ブラックリスト入りしたウォレットから7200万ドルのUSDTを凍結するというテザーの決定は、世界最大のステーブルコインに組み込まれた中央集権的管理をめぐる議論を再燃させている。
ブラックリスト入りしたウォレットから7200万ドルのUSDTを凍結するというテザーの決定は、世界最大のステーブルコインに組み込まれた中央集権的管理をめぐる議論を再燃させている。

テザーは6月12日、あるウォレットアドレスをブラックリスト化し、1億2000万ドルのUSDT送金のうち7200万ドルを凍結した。これは、発行体がブロックチェーン上のトークン移動を一方的に制限できる能力を示す最新の事例となった。
「テザーが資金を凍結できる能力は、スマートコントラクトアーキテクチャの機能である一方、検閲耐性のある資産としてUSDTに依存するユーザーにとっては単一障害点を生み出している」と、Edgenの暗号規制アナリスト、ダイアナ・チェン氏は指摘する。
凍結された資金は、当該ウォレットに関連する送金総額の60%に相当する。テザーはブラックリスト化の理由を開示していないが、同社はこれまでに法執行機関からの要請やマネーロンダリング防止(AML)コンプライアンスをこうした措置の根拠として挙げてきた。今回の措置は、同社による中央集権的な介入のパターンに沿ったものであり、テザーはトークン発行以来、数十億ドル規模のUSDTを凍結してきた。

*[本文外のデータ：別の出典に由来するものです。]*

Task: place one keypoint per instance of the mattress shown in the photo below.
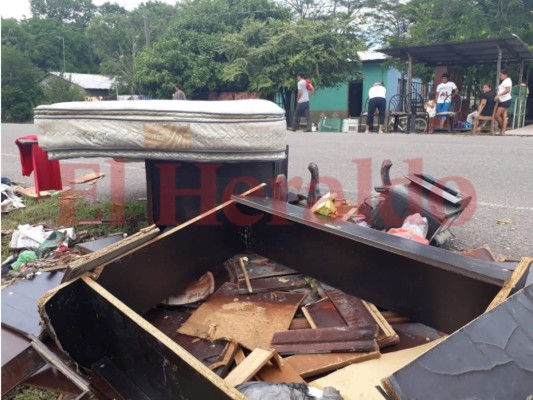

今回の凍結は、ステーブルコインの実用性と分散化の間のトレードオフに対する懸念を強め、一部のユーザーをDAIやUSDCといった異なるガバナンスモデルで運用される代替手段へと向かわせる可能性がある。またこの動きは、特に欧州連合の暗号資産市場規制法(MiCA)が施行され、米国の議員らがステーブルコインの監督枠組みを議論している中で、世界各国の規制当局からの監視を強めることにもつながる。
DefiLlamaのデータによると、今回の措置は、ステーブルコイン市場の時価総額が5月に過去最高の3200億ドルに達し、その供給量の大半をUSDTが占める中で発生した。テザーの市場支配力は、その凍結判断が暗号経済の広範囲に影響を及ぼすことを意味する。中央集権型取引所のリテールトレーダーから、イーサリアムやトロン上の主要な流動性資産としてUSDTに依存するDeFiプロトコルに至るまで、その影響は多岐にわたる。
ブラックリスト化はまた、トークン化された法定通貨の根底にある構造的緊張を浮き彫りにしている。ステーブルコインは暗号資産の実世界での採用を示す証拠として喧伝されているが、中央集権的な発行体、カストディアン、コンプライアンスパイプラインへの依存は、ビットコインが迂回するために設計された伝統的金融システムを反映している。テザーが資金を即座に凍結できる能力は規制当局から要求される機能である一方、多くのユーザーをデジタル資産に引き寄せた許可不要の精神(パーミッションレスエートス)を損なうものである。
今回の凍結は、トークン化資産のあるべき姿を世界各国の規制当局が模索している最中に発生した。5月、米証券取引委員会(SEC)はトークン化株式の取引を認める計画を延期したとブルームバーグが報じている。一方、欧州連合のMiCAフレームワークは、ステーブルコイン発行体に準備金と透明性に関する要件を課すものであり、他の管轄区域が追随する可能性のあるコンプライアンスの雛形を作りつつある。
テザーはこれまでも、その準備金の構成やマネーロンダリング防止ルールへの準拠について繰り返し質問を受けてきた。同社は過去に米規制当局と和解しており、2021年にはUSDTが常に完全に裏付けされていなかったとの主張をめぐり、商品先物取引委員会(CFTC)から4100万ドルの罰金を科されている。今回の凍結は、テザーのブラックリスト化基準や資金凍結の法的根拠に関する透明性向上を求める声を再び高める可能性が高い。
代替手段を求めるユーザーにとって、イーサリアム上でMakerDAOが発行する分散型ステーブルコインDAIは、凍結判断に発行体の一方的な行動ではなくコミュニティのコンセンサスを必要とするガバナンスモデルを提供している。Circleが発行するUSDCもブラックリスト機能を維持しているが、コンプライアンスプロセスに関してより透明性があると位置づけている。こうしたモデル間の選択は、規制の枠組みが固まるにつれて、ステーブルコインセクターの方向性を定義する問いとなる可能性がある。
本記事は情報提供のみを目的としており、投資助言を構成するものではない。